It would be a mistake to think that Alexander's concerns were wholly secular. He himself did not regard them as such, although perhaps some of this is due to having very different notions of where the line was to be drawn. I have already noted that many in the Renaissance were persuaded by the idea of Nicholas V that 'books and buildings' were a direct contribution to the work of the Church. All of his contemporaries would likewise have thought his work opposing the Ottoman Empire was a major component of ecclesiastical reform; opposing the encroachment of the Turks on Christian lands shows up repeatedly in demands for reform throughout the period. And he would not, I think, have seen his diplomatic protection of the Papal States and, even more importantly, Rome as a secondary issue in the work of the Church. We might tend to say he acted too much like a temporal prince; he would be unlikely to have understood what that even means. From his perspective, I think we can say, he acted like the pope -- it just so happened that many of the crises he faced were temporal struggles with princely powers.
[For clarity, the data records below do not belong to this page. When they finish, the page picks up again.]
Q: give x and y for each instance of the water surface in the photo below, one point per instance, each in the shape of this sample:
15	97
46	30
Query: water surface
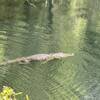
49	26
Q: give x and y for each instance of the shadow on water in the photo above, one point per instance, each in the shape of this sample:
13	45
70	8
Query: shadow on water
51	26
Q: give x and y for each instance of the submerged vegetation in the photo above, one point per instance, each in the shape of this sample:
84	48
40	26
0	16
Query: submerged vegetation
8	94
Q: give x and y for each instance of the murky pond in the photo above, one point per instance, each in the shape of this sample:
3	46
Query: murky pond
48	26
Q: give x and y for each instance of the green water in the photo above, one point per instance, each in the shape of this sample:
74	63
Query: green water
48	26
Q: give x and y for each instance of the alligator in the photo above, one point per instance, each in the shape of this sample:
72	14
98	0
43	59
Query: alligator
39	57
While many of his diplomatic gains were squandered in nepotism, he nonetheless managed to use many of them to leverage protection against the major powers of Europe for the liberties of the Church in those countries, something that his predecessor had been unable to do. Likewise, his skillful resolution of disputes between Spain and Portugal, while not foolproof, did more than anything else, perhaps, to make possible the evangelization of the New World and parts of the Far East. 

And he did accomplish much that was more in line with what even people today would consider appropriate for a pope interested in ecclesiastical reform. He was, his entire reign, an extremely active patron of religious orders, and by the end of his papal tenure, many of them were greatly strengthened and improved relative to what they had been. He is the origin or the reinstator of a number of notable customs that have lasted among popes to this day, such as the custom of the holy doors, or the regular praying of the Angelus, or some of the customs associated with papal jubilees. He also implemented measures to address doctrinal deviations, for which he had very little patience; however lax his own morals, and however excessively tolerant of the moral failings of others, he was always insistent that people should at least get the doctrine right.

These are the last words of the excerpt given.